How to derive spherical trigonometry of sphere of radius $r$?

Question

Does anyone know how to derive spherical trigonometry of sphere of radius $r$? I know that it is as follow if $r=1$:

$$\cos a = \cos b \cos c + \sin b \sin c \cos A$$ where $a,b,c$ are sides of triangle and $A$ is the angle between $b$ and $c$.

Answer 1

Here is a way to do it with vector algebra.

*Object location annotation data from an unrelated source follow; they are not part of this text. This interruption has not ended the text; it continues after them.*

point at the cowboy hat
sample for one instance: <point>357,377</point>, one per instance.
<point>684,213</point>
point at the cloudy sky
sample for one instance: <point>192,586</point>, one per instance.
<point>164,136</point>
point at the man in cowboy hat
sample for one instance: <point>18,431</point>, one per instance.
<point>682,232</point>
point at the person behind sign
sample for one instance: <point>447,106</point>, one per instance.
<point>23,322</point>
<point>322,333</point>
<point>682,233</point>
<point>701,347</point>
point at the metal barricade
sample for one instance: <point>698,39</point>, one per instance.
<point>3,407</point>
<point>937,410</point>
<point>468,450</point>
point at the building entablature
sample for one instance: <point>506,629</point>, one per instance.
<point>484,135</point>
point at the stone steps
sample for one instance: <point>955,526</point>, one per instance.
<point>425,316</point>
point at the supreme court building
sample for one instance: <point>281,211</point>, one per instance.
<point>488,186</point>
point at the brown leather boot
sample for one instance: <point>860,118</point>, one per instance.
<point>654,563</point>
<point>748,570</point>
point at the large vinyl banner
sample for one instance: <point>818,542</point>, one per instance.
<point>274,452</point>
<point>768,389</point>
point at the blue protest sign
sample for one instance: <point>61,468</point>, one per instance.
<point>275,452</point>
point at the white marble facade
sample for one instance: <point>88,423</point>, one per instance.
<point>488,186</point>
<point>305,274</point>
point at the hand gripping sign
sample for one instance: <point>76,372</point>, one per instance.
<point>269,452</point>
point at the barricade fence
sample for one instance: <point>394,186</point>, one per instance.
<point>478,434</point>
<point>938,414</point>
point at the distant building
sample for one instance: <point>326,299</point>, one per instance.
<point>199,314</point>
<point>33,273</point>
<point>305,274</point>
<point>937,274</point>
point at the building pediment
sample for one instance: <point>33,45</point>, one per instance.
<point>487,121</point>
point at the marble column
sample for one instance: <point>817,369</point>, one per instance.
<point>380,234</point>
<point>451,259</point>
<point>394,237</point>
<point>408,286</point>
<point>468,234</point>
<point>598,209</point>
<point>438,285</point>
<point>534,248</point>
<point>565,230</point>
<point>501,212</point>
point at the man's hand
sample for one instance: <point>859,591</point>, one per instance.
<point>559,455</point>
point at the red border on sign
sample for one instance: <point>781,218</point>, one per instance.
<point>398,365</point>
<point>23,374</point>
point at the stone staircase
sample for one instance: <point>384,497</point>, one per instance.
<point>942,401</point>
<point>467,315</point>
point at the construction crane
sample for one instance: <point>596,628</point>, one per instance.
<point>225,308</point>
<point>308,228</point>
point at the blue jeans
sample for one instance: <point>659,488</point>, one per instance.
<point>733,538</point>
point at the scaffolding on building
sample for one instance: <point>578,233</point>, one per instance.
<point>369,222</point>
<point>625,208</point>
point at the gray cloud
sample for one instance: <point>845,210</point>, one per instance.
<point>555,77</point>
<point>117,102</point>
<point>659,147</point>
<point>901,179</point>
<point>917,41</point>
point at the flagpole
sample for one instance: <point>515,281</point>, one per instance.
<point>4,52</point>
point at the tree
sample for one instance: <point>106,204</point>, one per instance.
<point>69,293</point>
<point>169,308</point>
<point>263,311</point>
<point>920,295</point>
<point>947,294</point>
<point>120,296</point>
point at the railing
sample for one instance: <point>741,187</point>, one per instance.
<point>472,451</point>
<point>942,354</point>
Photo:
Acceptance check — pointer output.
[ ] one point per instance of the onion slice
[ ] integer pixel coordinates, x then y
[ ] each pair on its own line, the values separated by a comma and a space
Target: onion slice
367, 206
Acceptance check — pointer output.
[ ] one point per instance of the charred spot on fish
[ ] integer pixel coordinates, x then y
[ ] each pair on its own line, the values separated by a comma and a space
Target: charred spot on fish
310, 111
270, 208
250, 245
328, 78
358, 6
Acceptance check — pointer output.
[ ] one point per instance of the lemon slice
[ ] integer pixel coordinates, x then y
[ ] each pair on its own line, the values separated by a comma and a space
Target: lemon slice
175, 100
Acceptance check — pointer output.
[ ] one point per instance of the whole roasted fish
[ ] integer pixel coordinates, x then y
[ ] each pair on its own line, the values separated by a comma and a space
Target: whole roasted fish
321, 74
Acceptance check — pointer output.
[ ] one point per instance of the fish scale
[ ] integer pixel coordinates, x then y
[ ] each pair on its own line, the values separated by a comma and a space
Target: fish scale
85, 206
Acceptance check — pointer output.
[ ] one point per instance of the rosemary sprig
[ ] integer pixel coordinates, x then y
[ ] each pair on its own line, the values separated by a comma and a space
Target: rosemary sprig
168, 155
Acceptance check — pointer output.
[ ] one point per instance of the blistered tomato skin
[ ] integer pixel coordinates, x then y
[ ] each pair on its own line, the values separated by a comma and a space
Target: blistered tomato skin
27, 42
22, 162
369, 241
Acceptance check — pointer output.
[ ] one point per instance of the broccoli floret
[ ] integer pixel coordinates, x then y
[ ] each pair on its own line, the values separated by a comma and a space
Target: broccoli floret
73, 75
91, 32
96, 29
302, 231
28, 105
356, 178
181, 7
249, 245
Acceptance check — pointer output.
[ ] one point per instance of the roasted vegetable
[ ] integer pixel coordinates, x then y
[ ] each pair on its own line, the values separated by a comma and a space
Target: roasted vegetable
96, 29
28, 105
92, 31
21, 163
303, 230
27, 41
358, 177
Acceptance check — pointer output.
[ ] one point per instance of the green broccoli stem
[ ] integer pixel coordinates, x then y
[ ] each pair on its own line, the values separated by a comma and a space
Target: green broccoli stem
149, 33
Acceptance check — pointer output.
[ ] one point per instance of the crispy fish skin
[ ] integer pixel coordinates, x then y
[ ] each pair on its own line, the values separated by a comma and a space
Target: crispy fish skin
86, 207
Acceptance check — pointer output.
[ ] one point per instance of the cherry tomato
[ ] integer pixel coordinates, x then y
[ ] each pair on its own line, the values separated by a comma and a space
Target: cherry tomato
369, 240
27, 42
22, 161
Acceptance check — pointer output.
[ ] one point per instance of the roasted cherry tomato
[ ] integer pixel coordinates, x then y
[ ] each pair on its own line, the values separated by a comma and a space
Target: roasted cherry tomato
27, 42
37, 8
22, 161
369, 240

Define the vectors $\vec{P}$,$\vec{Q}$ and $\vec{R}$ as the unit length vectors from the center of the sphere to a corner of the triangle such that $\vec{P}$,$\vec{Q}$ subtend the arc with length $c$, $\vec{R}$,$\vec{Q}$ subtend the arc with length $a$ and $\vec{P}$,$\vec{R}$ subtend the arc with length $b$. Then, by this definition the following scalar products can be computeed

$$\begin{eqnarray}\vec{P}\cdot\vec{Q} & = & \cos c \\ \vec{R}\cdot\vec{Q} & = & \cos a \\ \vec{P}\cdot\vec{R} & = & \cos b \end{eqnarray}$$

Then, to find out a formula for the angle $A$, notice that we can construct a vector tangent to the arc with length $b$ in the point $\vec{P}$ by considering a vector orthogonal to $\vec{P}$ and the normal of the plane containing $\vec{P}$ and $\vec{R}$. This can be done quickly with the cross product as follows:

$$\vec{P}\times(\vec{P}\times\vec{R})=\vec{P}(\vec{P}\cdot\vec{R}) - \vec{R}(\vec{P}\cdot\vec{P})= \vec{P}\cos b - \vec{R} $$

To arrive at the result in the middle, I used an identity for the cross product. Applying it to obtain a vector tangent to the arc with length $c$ in the point $\vec{P}$ we obtain likewise

$$\vec{P}\times(\vec{P}\times\vec{Q})=\vec{P}(\vec{P}\cdot\vec{Q}) - \vec{Q}(\vec{P}\cdot\vec{P})= \vec{P}\cos c - \vec{Q} $$

By construction, the scalar product of thos two vectors is equal to $\cos A$ times the lengths of these vectors

$$(\vec{P}\cos b - \vec{R})\cdot(\vec{P}\cos c - \vec{Q}) = \cos A \; \|\vec{P}\cos b - \vec{R}\| \; \|\vec{P}\cos c - \vec{Q}\|$$

Working out the left hand side gives $-\cos b \cos c + \cos a$, while the lengths og the vectors are easily worked out to be $\sin b$ and $\sin c$ respectively, leading to

$$-\cos b \cos c + \cos a = \cos A \sin b \sin c$$

or after rearranging

$$\cos a = \cos b \cos c + \sin b \sin c \cos A $$

As a final comment, I have to specify that I have shoved under the rug a few points concerning for instance the orientation of the vectors I created with the cross product. If the orientation had been different for one of the vectors, we would actually be calculating $\cos (\pi-A)=-\cos A$. Likewise, the $\sin b$ might be negative whereas the lengths of the vectors are always positive. The goal is to check that for all the types of triangles you can have, these sign issues cancel out nicely and you still get the formula above. As it stands, the proof is not complete, but it gives you the essential part.